Her thoughts instantly turned to Slava.
But I’m not the first to delve into these woods. The game hunters frequented these trees far more often than Matrona did. They would have noticed the strange—what to call it?—loop from one side of the village to the other. Jaska and Kostya would have noticed it. Jaska would have said something.
Unless . . .
Matrona touched her stomach, the place where the seam would have been were she one of Slava’s wooden dolls. Slava had said she would separate herself from the village. Did that mean she could see this loop when others couldn’t?
Knees buckling, Matrona dropped to the forest floor and stared up at the sun. It all connected. There was no other explanation. Which meant one thing.
Matrona would never be able to escape.
Chapter 7
Matrona would not give in to Slava’s demands. If she could not run from the village, she would hide
within it.
Fatigue dug at her body as she passed through the children’s glade. She ate a bit of cheese to assuage her hunger.
Her mind reeled. What would Slava do when evening came and went and the night stretched long and she still did not approach his door? Would he come for her in her own izba? What excuses could he possibly make to her parents?
Could she claim sanctuary at the church? Yet it would only be a matter of time before her own hunger drove her out.
As Matrona passed by the candle maker’s home, something on the path froze her feet in their steps.
Slava.
He approached her family’s izba from the main path.
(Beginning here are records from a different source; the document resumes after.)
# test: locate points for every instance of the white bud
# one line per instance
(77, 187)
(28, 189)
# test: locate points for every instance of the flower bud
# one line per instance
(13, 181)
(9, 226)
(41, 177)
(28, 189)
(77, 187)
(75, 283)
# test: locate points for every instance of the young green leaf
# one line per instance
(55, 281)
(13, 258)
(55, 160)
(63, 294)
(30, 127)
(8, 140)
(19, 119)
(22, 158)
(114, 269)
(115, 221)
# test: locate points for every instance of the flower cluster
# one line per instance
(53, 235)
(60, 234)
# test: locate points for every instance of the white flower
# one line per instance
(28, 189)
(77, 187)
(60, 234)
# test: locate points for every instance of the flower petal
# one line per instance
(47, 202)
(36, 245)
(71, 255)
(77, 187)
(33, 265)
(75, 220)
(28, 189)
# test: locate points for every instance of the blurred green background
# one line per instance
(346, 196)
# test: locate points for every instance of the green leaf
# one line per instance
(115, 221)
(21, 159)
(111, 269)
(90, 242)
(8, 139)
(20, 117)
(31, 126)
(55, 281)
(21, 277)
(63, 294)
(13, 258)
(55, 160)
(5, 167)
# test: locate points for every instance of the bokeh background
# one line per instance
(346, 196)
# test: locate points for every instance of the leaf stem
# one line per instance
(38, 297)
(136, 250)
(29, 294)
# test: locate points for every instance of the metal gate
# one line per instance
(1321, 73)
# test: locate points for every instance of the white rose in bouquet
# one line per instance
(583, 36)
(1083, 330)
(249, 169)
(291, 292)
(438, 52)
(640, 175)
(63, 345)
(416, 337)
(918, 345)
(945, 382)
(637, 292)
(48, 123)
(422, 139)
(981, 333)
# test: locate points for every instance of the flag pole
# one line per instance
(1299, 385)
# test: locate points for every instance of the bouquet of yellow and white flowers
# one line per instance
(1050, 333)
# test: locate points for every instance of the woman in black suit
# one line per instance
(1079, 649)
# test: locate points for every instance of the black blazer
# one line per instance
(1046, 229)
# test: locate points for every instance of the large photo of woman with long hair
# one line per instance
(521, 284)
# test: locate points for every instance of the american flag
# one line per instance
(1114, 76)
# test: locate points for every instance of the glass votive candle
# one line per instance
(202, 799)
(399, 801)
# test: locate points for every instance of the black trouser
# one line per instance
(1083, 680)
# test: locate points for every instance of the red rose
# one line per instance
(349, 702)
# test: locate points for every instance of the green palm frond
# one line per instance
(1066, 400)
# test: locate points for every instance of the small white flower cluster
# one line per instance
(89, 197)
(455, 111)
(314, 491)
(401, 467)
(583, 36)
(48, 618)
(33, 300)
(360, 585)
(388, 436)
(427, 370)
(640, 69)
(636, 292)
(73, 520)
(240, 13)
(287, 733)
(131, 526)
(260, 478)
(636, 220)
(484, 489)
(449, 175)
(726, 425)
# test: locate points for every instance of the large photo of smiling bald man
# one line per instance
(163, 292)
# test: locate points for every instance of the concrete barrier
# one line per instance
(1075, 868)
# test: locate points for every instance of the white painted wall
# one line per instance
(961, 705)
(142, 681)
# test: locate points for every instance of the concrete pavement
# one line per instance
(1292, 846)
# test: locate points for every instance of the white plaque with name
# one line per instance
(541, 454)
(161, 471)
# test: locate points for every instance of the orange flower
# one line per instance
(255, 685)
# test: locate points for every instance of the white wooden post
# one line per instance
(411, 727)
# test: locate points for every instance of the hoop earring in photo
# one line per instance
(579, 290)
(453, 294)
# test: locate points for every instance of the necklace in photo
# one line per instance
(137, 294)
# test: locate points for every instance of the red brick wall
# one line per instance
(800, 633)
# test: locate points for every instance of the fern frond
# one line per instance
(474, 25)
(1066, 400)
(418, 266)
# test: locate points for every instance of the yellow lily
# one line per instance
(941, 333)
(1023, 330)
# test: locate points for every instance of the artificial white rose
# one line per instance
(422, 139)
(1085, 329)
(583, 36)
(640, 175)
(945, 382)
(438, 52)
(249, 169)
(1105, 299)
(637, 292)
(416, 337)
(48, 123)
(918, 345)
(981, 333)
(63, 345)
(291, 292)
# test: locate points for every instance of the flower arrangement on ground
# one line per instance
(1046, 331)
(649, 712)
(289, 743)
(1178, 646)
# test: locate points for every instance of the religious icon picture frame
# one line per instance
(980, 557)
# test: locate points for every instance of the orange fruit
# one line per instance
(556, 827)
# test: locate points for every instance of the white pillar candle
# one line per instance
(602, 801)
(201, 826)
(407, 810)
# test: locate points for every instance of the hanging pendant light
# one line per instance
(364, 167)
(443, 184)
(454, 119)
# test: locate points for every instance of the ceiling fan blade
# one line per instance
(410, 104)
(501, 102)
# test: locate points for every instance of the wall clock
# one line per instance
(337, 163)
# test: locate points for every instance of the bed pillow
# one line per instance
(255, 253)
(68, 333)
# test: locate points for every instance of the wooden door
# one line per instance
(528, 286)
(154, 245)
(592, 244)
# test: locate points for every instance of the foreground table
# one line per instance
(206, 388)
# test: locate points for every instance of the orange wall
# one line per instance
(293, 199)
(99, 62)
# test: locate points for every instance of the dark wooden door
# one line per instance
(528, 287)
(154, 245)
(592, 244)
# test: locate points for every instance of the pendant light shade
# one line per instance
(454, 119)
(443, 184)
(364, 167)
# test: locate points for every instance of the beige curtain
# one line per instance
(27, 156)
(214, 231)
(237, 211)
He strode with purpose, a towel slung over his shoulder, perhaps from whatever work had been occupying him before this jaunt. Like a mouse, Matrona skittered around the corner of the candle maker’s home, her neck flushing. Her pulse beat in her ears. Slava did not look her way. She drew in a shaky breath.
The appearance of the tradesman solidified in Matrona’s mind what she had already suspected—if she would not go to him, he would come to her.
Running her hands over her braid, Matrona took in her surroundings. The Demidov izba sat a short ways from her, and Lenore Demidov squinted at her from the window. Matrona pushed off from her hiding place and bolted west, daring to cross the path behind Slava before stowing behind another izba.
Roksana. She’d go to Roksana’s. Her mother would give her an earful for missing a visit from the most important man in town, but she would rather face Toma Vitsin than Slava Barinov.
The sun beat down as she hurried, and her lungs seemed unable to pull in enough air to sustain her once the Zotov izba came into sight. She forced steadiness into her pace, again checking over her shoulder as she approached the front door. Blotting her forehead with the edge of her sleeve, she knocked and waited. Knocked again.
Licking her lips, Matrona walked around the izba to the small workshop behind it, drawn to the beating of hammer against nail. Roksana, however, was not within. Only her father-in-law, Pavel, who glanced up the same moment Matrona glanced in.